Terror

January 3, 2014

miraqA nightmarish cauldron is mushrooming out of control in Iraq, and apparently there’s not anything to be done. Bloody mess George Jr. cooked up, then left on the grill to burn — from the Washington Post this morning:

“At the moment, there is no presence of the Iraqi state in Fallujah,” said a local journalist who asked not to be named because he fears for his safety. “The police and the army have abandoned the city, al-Qaeda has taken down all the Iraqi flags and burned them, and it has raised its own flag on all the buildings.”

Appears Iraq is in a melt-down mode — nearly 10,000 Iraqis killed in 2013, the highest in five years as the country seems headed for civil war.

(Illustration found here).

Iraq has become to most Americans a horrible sin in which no speaketh — the crazy, foaming-at-the-mouth aunt in the basement. Except in this horror-tale, hundreds and hundreds of thousands of innocents were killed for no real justifiable reason.
Some background on the current shit from the Center for Research on Globalization:

The violence and fatalities have soared since last April, when the Shia-based government of Prime Minister Nouri al-Maliki ordered a violent crackdown on a Sunni protest camp erected in the northern town of Hawija, resulting in the deaths of roughly 50 civilians.
A similar crackdown on Monday against a protest encampment in Ramadi touched off the upheavals that left that city, Fallujah and several smaller towns largely in the hands of antigovernment insurgents.
In a crude attempt to defuse popular opposition, Maliki followed Monday’s dispersal of the protest camp, in which at least 10 people were killed, with an apparent concession to one of the protesters’ demands, announcing Tuesday that he was removing army troops from Sunni population centers in Anbar and leaving security to the regular police.
By Wednesday, however, heavily armed militants laid siege to police stations in Ramadi and Fallujah, releasing at least 100 prisoners, grabbing weapons stocks and burning a number of buildings.
For the most part, the police abandoned their positions without putting up a fight.
Maliki then reversed his earlier decree and ordered the reinforcement of army units in the area, which prepared to lay siege to the towns, with artillery shelling parts of Fallujah by Thursday and air strikes reportedly carried out against both that city and Ramadi.
“Half of Fallujah is in the hands of ISIL [the Islamic State of Iraq and the Levant] and the other half is in the control” of armed tribesmen, an Interior Ministry official told the AFP news agency.
He said that in Ramadi there was a similar situation, with some areas controlled by ISIL and others controlled by tribesmen.
AFP quoted one of its correspondents in Ramadi as saying he witnessed “dozens of trucks carrying heavily armed men driving in the city’s east, playing songs praising ISIL” and carrying “black flags of a type frequently flown by ISIL.”

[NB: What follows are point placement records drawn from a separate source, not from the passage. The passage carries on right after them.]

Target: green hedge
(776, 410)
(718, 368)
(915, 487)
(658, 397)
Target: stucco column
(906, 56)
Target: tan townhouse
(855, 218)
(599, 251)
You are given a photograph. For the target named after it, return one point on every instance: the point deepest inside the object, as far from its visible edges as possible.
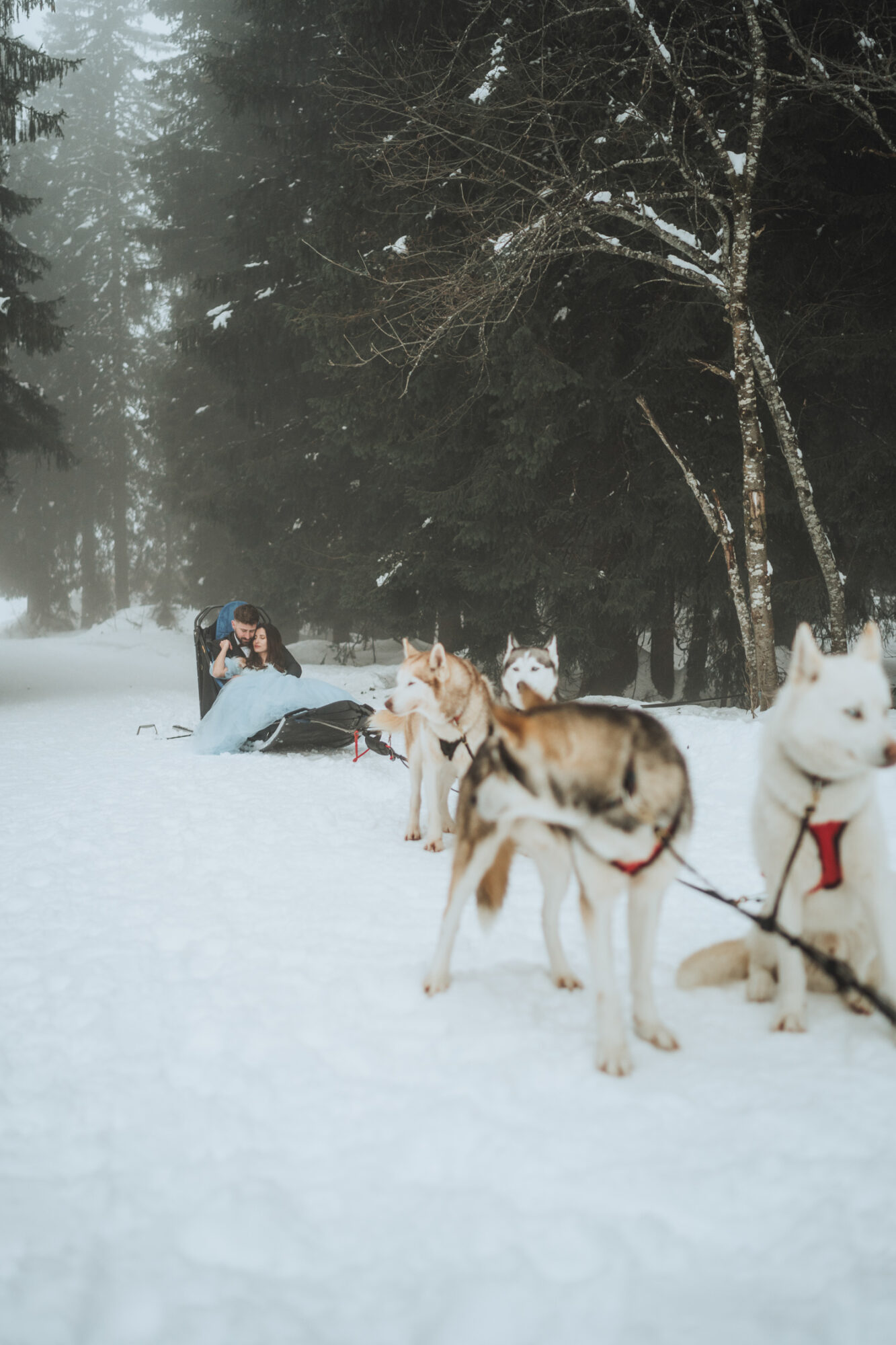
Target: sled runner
(334, 726)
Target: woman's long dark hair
(276, 650)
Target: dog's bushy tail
(389, 723)
(715, 966)
(493, 887)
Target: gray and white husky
(532, 665)
(822, 746)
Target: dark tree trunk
(451, 631)
(614, 668)
(662, 642)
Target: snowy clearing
(231, 1117)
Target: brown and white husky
(823, 743)
(610, 789)
(443, 707)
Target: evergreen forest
(455, 319)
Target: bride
(257, 691)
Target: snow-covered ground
(231, 1117)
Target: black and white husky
(536, 666)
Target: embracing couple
(255, 645)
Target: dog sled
(337, 726)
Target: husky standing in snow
(610, 787)
(533, 666)
(443, 707)
(823, 742)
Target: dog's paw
(857, 1003)
(760, 985)
(791, 1020)
(567, 981)
(615, 1061)
(657, 1035)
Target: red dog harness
(827, 836)
(637, 866)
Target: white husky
(822, 743)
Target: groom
(244, 619)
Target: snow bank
(228, 1113)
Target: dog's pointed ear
(530, 699)
(509, 724)
(869, 645)
(806, 661)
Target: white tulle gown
(256, 699)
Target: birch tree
(627, 128)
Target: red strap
(358, 755)
(827, 840)
(637, 866)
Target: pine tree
(93, 205)
(28, 423)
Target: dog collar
(827, 837)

Maliki had seized upon the actions of the ISIL forces as a pretext for violently suppressing the wider Sunni protest movement that has been provoked by the Baghdad government’s sectarian bias, which has resulted in political marginalization and repression against the Sunni population.
This has included the persecution of Sunni politicians and their aides as “terrorists.”
On the eve of the latest crackdown, security forces raided the home of parliament member Ahmed al-Alwani in Ramadi, arresting him and killing his brother and five guards.
The move prompted the resignation of 44 members of parliament, most of them Sunni.
Issuing an ultimatum last month for the dispersal of the protest camp, Maliki described it as “the headquarters for the leadership of Al Qaeda.”
This self-serving government narrative seeks to obscure the fact that Maliki’s own sectarian policies have fueled bitter resentment within the Sunni population, driven by lack of services, indiscriminate “terror” raids, imprisonment of thousands without charges, and a de-Baathification program that has been used to expel public workers from their jobs.

Maliki has become just another Hosni Mubarak. George Jr. should be inside a prison cell, if not, then why not?